While the regulator has directed auditors to complete the limited review or audit before resigning in an abrupt manner, it has also put higher onus on the audit committees of listed companies especially in instances wherein auditors face issues like non-availability of information from companies or non-cooperation of the company management.
This assumes significance as the recent past has seen many instances of auditors resigning in an abrupt manner citing reasons like companies not sharing material information despite repeated attempts to get the information.
The regulator has stated that if the auditor has any concerns related to non-availability of information or non-cooperation by the management, it can directly approach the chairman of the audit committee who will have to receive the concerns without waiting for the quarterly audit committee meetings.

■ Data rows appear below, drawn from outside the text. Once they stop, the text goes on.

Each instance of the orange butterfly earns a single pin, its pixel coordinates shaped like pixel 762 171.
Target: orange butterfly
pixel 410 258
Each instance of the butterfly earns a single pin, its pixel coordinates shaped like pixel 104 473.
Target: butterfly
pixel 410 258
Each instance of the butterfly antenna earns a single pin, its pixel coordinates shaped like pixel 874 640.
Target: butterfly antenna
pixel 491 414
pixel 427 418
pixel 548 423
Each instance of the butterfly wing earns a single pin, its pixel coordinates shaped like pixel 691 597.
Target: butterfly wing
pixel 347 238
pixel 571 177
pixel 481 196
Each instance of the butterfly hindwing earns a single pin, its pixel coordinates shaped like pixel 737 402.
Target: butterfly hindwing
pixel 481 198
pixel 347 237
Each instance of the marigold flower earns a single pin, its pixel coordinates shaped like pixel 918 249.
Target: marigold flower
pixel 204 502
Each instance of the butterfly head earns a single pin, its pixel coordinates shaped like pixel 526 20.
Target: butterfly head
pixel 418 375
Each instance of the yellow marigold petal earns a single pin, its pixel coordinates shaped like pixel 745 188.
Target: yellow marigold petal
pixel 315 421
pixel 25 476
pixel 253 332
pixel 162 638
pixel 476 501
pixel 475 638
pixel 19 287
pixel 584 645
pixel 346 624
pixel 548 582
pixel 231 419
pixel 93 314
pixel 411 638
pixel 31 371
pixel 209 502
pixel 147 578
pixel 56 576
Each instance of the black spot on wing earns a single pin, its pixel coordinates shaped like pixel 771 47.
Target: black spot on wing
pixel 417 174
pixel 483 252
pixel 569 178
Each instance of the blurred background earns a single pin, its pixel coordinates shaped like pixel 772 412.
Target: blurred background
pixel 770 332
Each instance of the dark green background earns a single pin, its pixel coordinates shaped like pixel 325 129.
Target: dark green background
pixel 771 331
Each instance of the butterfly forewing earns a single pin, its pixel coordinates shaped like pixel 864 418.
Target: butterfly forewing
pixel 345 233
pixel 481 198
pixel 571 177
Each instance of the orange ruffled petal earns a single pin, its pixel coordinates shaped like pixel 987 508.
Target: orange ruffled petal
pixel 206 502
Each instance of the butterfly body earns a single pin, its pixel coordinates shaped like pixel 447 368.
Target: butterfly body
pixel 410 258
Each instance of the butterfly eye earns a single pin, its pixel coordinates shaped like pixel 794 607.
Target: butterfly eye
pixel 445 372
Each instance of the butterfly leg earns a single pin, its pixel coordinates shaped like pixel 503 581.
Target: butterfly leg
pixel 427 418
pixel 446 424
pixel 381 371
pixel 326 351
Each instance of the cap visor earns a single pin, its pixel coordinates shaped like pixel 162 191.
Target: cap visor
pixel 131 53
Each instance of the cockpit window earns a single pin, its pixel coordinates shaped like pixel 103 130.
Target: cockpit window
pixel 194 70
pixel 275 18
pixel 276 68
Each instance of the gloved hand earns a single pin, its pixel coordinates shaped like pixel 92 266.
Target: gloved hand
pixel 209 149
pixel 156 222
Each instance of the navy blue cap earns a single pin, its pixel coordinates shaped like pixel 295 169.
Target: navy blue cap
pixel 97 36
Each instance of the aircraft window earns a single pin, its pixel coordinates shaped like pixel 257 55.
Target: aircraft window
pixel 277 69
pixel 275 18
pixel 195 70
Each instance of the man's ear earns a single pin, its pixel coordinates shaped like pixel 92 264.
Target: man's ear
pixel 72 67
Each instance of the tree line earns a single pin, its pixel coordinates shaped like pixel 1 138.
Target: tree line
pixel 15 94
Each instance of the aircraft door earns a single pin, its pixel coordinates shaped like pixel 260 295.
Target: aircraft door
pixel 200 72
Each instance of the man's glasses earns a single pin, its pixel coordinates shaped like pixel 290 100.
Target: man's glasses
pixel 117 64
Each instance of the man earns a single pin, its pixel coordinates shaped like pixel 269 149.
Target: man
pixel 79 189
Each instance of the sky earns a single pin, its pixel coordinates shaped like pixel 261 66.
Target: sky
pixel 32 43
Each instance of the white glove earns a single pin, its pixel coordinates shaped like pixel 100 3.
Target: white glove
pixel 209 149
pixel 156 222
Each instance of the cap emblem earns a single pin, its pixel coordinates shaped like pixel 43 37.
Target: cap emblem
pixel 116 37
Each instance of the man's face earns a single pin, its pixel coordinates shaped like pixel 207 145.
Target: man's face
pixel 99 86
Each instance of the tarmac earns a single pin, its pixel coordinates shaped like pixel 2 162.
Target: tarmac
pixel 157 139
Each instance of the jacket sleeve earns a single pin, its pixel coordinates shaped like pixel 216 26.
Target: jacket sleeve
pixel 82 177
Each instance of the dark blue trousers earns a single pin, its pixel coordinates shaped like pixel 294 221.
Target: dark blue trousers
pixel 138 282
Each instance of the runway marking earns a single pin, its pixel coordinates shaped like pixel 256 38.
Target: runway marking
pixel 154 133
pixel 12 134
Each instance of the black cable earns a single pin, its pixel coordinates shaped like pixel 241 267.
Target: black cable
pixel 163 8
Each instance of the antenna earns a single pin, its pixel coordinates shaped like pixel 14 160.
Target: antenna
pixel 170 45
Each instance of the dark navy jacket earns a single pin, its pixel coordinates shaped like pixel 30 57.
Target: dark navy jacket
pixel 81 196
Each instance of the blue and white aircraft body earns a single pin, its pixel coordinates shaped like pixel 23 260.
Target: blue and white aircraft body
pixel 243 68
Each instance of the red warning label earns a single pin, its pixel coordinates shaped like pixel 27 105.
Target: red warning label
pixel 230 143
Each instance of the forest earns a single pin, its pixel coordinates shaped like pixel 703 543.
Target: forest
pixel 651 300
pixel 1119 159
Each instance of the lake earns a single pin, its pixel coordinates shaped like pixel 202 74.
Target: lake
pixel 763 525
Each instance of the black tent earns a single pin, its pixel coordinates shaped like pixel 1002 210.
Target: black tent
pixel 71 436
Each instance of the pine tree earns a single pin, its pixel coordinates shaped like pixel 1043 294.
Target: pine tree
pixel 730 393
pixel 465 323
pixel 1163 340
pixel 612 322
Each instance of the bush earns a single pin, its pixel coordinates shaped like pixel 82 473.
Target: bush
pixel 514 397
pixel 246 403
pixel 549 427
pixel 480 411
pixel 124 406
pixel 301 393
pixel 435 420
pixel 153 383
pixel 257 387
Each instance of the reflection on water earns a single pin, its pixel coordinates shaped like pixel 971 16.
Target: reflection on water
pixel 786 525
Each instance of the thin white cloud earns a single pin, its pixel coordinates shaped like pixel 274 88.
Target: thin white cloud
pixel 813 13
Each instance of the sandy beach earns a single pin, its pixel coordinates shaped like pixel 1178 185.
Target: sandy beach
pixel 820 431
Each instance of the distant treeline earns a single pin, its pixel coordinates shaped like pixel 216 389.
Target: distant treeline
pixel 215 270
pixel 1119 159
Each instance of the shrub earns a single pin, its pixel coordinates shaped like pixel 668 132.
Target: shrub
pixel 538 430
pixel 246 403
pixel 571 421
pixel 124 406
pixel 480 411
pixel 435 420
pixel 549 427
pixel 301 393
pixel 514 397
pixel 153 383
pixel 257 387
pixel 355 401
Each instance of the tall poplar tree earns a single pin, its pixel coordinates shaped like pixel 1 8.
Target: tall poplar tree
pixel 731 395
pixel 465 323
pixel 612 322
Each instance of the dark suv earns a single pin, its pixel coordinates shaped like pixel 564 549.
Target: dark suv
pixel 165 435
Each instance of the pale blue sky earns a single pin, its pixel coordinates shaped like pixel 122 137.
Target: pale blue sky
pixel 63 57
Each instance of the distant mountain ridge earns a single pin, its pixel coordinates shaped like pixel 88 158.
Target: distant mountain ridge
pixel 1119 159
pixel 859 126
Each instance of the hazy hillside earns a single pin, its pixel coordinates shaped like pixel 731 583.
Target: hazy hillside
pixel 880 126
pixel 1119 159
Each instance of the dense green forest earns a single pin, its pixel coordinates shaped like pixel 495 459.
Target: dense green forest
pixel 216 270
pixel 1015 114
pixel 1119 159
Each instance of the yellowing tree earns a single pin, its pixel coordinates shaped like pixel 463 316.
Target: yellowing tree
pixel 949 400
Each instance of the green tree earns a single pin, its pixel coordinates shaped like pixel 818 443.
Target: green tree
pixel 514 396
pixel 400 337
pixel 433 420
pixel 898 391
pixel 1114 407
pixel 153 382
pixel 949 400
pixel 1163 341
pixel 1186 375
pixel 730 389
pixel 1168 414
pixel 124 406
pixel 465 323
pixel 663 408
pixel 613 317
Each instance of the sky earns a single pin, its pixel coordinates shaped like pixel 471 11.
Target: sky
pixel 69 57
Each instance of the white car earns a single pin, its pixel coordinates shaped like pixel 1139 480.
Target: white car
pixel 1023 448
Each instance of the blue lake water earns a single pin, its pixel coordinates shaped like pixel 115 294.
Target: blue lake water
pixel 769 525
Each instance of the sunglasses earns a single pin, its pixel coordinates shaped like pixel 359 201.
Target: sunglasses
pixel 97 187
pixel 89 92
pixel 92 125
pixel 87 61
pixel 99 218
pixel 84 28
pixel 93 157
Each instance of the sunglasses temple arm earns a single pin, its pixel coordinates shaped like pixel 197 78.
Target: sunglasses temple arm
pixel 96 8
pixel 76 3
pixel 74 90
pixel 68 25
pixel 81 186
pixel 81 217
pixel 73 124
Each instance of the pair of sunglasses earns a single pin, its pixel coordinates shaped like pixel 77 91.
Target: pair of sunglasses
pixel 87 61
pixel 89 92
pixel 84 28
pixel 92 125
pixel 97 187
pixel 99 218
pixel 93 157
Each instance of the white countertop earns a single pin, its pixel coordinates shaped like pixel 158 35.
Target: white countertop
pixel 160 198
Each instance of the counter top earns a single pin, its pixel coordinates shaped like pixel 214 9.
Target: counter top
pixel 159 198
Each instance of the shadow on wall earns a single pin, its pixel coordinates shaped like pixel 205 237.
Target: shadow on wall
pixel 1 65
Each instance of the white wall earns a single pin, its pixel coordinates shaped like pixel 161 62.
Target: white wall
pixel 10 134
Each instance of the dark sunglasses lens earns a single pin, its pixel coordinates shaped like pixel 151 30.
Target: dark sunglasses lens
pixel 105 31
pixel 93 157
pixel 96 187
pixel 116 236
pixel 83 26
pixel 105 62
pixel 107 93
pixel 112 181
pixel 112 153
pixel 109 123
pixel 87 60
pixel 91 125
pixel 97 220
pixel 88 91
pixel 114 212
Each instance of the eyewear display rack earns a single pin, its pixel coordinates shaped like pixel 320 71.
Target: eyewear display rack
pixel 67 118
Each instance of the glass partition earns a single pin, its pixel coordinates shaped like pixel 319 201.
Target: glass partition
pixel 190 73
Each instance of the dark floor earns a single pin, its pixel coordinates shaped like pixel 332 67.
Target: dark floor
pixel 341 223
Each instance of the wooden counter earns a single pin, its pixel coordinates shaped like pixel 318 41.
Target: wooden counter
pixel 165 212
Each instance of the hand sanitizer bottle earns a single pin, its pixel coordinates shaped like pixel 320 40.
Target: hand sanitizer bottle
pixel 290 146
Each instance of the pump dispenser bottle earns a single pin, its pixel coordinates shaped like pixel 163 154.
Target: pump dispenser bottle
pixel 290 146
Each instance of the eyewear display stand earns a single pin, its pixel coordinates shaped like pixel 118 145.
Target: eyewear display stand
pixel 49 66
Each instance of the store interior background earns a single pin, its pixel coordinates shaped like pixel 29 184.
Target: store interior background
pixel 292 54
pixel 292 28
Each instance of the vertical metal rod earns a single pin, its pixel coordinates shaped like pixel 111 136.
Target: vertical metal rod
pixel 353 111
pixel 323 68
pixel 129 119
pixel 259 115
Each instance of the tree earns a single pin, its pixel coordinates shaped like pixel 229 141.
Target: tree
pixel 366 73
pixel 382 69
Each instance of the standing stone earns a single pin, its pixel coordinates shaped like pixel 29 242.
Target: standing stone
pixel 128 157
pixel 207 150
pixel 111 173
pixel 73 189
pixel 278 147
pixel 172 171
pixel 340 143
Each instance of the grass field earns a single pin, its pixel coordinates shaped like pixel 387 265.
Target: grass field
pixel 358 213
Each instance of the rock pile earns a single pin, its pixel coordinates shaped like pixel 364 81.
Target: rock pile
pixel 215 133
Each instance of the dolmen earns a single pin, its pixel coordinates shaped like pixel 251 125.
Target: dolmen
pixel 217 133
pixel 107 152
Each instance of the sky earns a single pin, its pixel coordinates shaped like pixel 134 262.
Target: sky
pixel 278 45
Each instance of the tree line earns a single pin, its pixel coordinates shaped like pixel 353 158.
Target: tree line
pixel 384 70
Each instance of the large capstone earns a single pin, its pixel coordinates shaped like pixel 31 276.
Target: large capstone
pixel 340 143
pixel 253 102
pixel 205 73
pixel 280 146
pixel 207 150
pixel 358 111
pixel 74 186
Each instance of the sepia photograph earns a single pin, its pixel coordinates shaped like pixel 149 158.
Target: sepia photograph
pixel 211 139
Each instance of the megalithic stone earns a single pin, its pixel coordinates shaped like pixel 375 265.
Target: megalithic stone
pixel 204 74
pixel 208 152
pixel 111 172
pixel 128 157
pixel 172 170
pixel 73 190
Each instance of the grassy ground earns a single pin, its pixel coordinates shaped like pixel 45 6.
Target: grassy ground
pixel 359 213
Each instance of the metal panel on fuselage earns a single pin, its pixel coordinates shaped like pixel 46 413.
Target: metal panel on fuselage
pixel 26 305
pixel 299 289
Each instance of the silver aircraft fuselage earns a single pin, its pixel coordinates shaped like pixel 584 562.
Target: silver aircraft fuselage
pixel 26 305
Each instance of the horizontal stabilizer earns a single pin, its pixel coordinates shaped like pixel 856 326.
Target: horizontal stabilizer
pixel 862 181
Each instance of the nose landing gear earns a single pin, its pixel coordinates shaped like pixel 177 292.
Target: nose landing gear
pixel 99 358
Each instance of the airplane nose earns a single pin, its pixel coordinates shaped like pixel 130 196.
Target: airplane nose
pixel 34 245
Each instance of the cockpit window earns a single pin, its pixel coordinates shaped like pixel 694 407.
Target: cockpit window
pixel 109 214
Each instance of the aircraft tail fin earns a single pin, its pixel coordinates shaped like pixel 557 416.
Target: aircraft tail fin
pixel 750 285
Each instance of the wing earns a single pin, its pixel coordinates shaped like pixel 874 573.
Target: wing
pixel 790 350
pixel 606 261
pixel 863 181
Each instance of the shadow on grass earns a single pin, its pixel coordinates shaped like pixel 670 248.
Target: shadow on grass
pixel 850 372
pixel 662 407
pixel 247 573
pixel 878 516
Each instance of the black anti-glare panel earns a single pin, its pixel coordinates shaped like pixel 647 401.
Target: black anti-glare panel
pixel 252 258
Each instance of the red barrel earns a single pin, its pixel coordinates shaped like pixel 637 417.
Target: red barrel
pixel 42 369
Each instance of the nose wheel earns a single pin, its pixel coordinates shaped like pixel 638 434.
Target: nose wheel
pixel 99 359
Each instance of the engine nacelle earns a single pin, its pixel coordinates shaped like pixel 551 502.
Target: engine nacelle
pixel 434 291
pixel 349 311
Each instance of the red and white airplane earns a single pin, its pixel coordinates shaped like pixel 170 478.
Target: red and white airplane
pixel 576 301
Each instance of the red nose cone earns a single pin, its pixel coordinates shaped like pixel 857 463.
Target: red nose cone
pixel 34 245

“On receipt of such information from the auditor relating to the proposal to resign… the Audit Committee/board of directors, as the case may be, shall deliberate on the matter and communicate its views to the management and the auditor,” stated the SEBI circular. Further, the audit committee has been mandated to deliberate on the resignation as soon as possible and communicate its views to the management. The company, thereafter, will have to disclose the audit committee’s views to the stock exchanges within 24 hours of the committee meeting.
On the part of the auditor, the regulator has said that if the audit firm resigns within 45 days from the end of a quarter, then a limited review/audit report for such quarter has to be issued before resignation.